Oratomic publicou pesquisa alegando que computação quântica tolerante a falhas criptograficamente relevante (capaz de executar o algoritmo de Shor em RSA-2048) poderia ser alcançada com aproximadamente 10.000 a 26.000 qubits de átomos neutros reconfiguráveis, muito menos que o 1 milhão ou mais estimado por concorrentes. O co-fundador Manuel Endres já demonstrou arrays de 6.000 átomos. A abordagem inovadora de correção de erros usa códigos ultra-eficientes e rearranjo físico de átomos para reduzir a sobrecarga de codificação de um qubit lógico confiável de aproximadamente 1.000 qubits físicos para cerca de cinco.

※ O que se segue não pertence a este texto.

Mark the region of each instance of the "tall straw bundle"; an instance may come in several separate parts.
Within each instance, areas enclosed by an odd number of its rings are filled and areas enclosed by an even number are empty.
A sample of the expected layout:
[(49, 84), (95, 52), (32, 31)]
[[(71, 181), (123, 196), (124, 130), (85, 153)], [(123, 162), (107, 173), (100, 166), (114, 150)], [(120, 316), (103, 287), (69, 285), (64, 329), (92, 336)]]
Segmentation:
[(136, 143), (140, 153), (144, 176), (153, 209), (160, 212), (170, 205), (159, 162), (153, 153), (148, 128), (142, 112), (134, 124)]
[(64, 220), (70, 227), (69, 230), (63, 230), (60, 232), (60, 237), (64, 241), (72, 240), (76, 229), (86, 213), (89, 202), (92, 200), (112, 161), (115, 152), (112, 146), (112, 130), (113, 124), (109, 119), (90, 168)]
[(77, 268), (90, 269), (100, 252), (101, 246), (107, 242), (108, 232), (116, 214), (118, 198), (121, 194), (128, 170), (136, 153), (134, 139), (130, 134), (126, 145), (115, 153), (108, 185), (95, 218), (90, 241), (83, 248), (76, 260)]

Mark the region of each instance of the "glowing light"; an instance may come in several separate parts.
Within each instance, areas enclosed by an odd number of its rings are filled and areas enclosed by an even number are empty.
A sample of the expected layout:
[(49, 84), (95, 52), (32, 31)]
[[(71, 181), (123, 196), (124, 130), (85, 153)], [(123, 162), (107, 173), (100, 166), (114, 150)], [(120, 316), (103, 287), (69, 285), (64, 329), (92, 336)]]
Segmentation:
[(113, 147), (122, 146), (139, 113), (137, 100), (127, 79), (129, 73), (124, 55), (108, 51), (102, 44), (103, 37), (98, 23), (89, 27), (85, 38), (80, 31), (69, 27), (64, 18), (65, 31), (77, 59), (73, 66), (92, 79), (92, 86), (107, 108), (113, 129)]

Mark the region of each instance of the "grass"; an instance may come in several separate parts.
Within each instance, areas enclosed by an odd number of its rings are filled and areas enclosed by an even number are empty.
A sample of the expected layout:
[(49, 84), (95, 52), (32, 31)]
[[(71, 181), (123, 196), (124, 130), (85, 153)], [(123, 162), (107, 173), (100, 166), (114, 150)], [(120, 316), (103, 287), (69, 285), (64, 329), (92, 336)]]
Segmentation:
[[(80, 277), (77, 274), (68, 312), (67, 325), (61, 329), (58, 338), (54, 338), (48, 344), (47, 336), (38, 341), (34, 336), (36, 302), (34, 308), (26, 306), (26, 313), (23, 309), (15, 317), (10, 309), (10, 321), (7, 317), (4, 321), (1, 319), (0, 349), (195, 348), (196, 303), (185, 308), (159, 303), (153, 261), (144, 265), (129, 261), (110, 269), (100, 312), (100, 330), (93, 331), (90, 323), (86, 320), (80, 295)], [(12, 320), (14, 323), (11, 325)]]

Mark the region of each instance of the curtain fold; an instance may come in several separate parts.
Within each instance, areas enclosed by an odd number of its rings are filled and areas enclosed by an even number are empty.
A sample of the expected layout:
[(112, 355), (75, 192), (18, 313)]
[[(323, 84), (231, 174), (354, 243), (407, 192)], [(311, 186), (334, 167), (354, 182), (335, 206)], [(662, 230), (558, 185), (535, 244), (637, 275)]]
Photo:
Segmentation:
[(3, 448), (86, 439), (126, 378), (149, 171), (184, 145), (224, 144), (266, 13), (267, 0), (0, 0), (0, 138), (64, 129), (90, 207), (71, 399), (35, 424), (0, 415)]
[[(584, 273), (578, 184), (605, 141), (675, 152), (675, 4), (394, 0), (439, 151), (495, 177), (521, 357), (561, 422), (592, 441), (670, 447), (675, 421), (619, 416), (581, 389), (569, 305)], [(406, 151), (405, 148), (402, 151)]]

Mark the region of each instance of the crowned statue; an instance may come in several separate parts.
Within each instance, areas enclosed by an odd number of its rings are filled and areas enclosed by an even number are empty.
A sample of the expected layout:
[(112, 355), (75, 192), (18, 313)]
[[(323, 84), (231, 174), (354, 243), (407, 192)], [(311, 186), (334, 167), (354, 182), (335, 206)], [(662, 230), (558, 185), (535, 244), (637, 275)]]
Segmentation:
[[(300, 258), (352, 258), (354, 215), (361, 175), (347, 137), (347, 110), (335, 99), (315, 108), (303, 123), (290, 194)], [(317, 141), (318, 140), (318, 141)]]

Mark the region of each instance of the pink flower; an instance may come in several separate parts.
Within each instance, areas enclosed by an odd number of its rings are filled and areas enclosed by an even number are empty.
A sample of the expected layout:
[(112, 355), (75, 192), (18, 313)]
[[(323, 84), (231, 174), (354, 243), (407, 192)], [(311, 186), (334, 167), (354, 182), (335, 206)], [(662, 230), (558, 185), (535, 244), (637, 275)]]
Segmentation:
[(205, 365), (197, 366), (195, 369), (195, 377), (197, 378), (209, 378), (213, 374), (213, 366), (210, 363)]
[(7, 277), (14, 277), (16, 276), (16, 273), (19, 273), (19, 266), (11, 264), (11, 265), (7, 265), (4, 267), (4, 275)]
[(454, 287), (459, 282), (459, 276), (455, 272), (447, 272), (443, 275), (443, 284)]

A rodada de $300M sinaliza confiança de investidores de deeptech em cronogramas quânticos e urgência criptográfica. Ao contrário de concorrentes perseguindo sistemas NISQ incrementais, Oratomic está construindo diretamente para uma máquina tolerante a falhas e explicitamente evitando produtos quânticos intermediários-escala ruidosos. Khosla chamou isto de seu "maior investimento inicial jamais feito", comparável a sua aposta inicial em OpenAI. O cronograma permanece experimental—nenhuma empresa ainda demonstrou um computador quântico totalmente tolerante a falhas—mas a figura de 10.000 qubits estreita a lacuna de engenharia de hardware suficientemente para que fundos principais estejam comprometendo capital.